Each of the five seeds appears to be strong - Kentucky, Ohio State, Providence, and Illinois. They can all make the case to move up to the top four seed lines. The Friars have two massive road wins at Wisconsin and at UConn. However, in those games, Wisconsin’s Johnny Davis and UConn’s Adama Sanogo were both missing. Certainly not Providence’s fault, but will that matter to the committee? Kentucky has unbelievably good predictive metrics (currently 3rd in KenPom and 4th in Sagarin), yet still rank 22nd in Strength of Record. Five-seed feels right for today when it comes to the Wildcats.
On the six-line, we have upstart Marquette! A team that would’ve been a nine-seed on Monday has shot up with the impactful road win at Villanova. The Golden Eagles are scorching hot.
For the seven seeds, the Loyola-Chicago Ramblers landed here. LUC has been a great team to watch and continues to win at a high percentage. A couple of close calls in Overtime at home recently hurt a couple of their metrics, however, the resume is solid here. BYU also lands here and has a really impressive eight wins over the top two quadrants. The Cougars’ big win over Oregon is finally beginning to age well.

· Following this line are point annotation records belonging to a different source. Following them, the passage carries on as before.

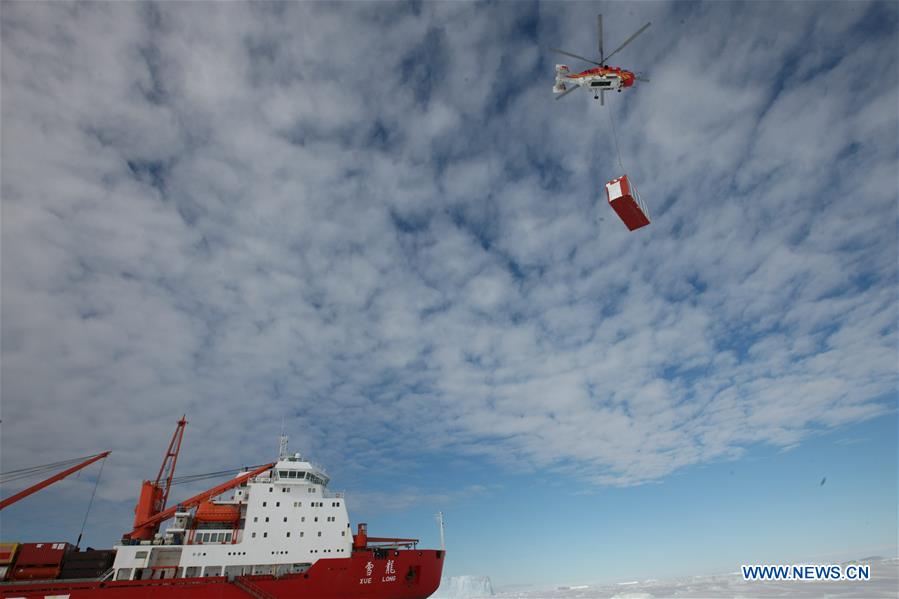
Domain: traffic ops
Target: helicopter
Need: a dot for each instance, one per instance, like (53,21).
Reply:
(601,78)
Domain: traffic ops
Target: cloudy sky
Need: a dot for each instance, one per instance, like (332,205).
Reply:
(371,223)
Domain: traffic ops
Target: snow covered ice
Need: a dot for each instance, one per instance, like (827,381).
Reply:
(464,587)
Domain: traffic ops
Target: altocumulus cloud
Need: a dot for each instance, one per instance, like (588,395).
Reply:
(373,219)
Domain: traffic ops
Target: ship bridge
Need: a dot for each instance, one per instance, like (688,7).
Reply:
(294,469)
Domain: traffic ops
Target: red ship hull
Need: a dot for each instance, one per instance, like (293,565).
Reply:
(363,575)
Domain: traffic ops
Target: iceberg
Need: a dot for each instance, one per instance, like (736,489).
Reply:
(464,587)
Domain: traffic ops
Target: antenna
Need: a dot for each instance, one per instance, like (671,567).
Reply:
(282,443)
(440,524)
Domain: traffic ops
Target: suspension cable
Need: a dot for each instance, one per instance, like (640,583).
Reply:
(13,475)
(615,138)
(90,504)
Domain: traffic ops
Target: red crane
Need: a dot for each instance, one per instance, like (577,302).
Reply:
(146,529)
(154,495)
(46,483)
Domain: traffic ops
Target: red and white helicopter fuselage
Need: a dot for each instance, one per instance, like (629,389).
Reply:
(596,79)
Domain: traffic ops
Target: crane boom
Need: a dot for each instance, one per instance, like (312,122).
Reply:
(168,464)
(46,483)
(146,529)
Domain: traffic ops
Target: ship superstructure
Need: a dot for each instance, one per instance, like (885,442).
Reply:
(277,523)
(279,533)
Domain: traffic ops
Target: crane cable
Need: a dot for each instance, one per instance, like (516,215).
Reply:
(13,475)
(90,504)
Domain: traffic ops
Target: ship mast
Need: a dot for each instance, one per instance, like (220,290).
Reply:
(440,524)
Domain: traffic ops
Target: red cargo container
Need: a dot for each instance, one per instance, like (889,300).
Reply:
(626,203)
(39,561)
(8,553)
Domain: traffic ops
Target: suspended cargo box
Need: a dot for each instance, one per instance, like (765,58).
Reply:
(626,203)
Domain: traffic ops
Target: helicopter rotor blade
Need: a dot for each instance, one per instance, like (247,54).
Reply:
(575,56)
(628,40)
(599,29)
(567,91)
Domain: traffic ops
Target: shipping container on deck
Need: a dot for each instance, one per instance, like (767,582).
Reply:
(8,553)
(39,561)
(90,563)
(626,202)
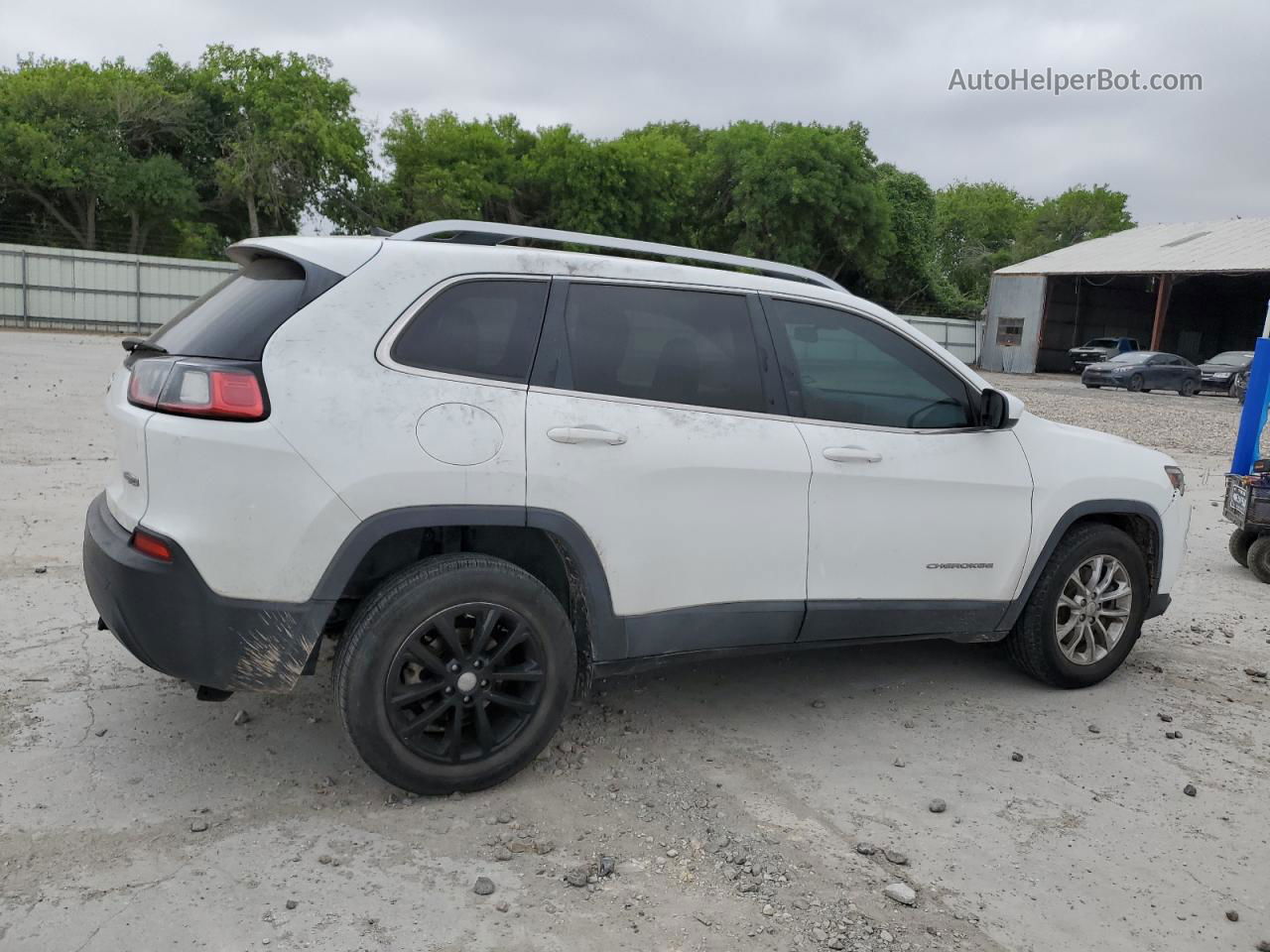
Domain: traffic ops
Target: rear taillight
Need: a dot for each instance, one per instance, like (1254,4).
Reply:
(220,390)
(151,546)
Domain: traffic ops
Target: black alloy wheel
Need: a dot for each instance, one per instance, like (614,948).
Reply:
(465,683)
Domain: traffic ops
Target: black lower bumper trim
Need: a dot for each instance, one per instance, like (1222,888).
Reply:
(169,619)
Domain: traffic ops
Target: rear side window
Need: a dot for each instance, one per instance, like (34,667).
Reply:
(838,366)
(236,317)
(476,329)
(680,347)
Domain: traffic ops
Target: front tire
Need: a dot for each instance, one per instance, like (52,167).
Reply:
(1086,611)
(454,673)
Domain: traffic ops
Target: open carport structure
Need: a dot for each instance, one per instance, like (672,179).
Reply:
(1192,289)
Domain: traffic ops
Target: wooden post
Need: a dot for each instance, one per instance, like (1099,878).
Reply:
(26,296)
(1162,291)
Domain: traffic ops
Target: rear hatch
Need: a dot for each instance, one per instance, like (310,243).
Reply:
(197,363)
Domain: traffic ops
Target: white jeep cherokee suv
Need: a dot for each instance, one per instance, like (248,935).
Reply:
(497,471)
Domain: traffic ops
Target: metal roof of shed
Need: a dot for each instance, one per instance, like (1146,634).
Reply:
(1230,245)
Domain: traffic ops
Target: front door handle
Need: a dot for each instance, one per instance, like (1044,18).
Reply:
(851,454)
(584,434)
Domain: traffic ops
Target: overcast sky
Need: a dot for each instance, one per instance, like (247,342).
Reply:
(611,66)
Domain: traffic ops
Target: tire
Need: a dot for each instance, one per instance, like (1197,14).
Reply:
(1034,642)
(411,630)
(1238,544)
(1259,558)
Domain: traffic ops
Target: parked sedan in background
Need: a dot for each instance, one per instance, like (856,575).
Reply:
(1219,373)
(1098,349)
(1144,371)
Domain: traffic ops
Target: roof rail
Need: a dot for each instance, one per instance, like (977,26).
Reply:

On the typically unwelcoming eight and nine seed lines - we have more upstart stories. Headlined by Davidson and Murray State. Hard to find two hotter teams than this. Davidson’s eight true road wins is tied for the most (tied with Auburn) for any team in the top 32.
BUBBLE FORMATIONS
Let’s get real, the bubble is still forming and will look entirely different by March. But don’t be surprised if a few of these teams hang around for the rest of the ride. When it comes to the last five or six teams selected for an at-large bid, the selection process is incredibly detailed and thorough. The committee will spend extra time diving into these teams to look for outliers and disqualifiers.
Today, we have some teams that I believe would be selected and largely because they’ve done no wrong (no losses to teams in Quad 2B or worse) aka a clean resume and have played a decent enough non-conference schedule:
On the flip side, history is not on the side of teams with a 275+ NCSOS. That could be big trouble in the examples of Tournament hopefuls like Wake Forest (currently #315 NCSOS per NET) and Texas A&M (currently #264 NCSOS per NET). Others such as TCU (332), Mississippi State (291), Arkansas (282), Boise State (247) Fresno State (252), SMU (318), Minnesota (311), Northwestern (254), Colorado (331), and perhaps UAB (218) have reasons to be concerned. It should be noted that Arkansas, Mississippi State, and TCU will all benefit from a bump up after the B12/SEC Challenge. Again, this is ONLY for seeds 10 and above. I do believe if any of the above play their way firmly into the at-large pool, their seed can greatly improve. The lack of non-conference schedule strength has a lengthy history in keeping teams out of the at-large pool. The aforementioned list of squads likely seems like a surplus of teams for now, however, with time the majority of these teams will either play their way into the field solidly or simply drop off as many are competing in tough conferences.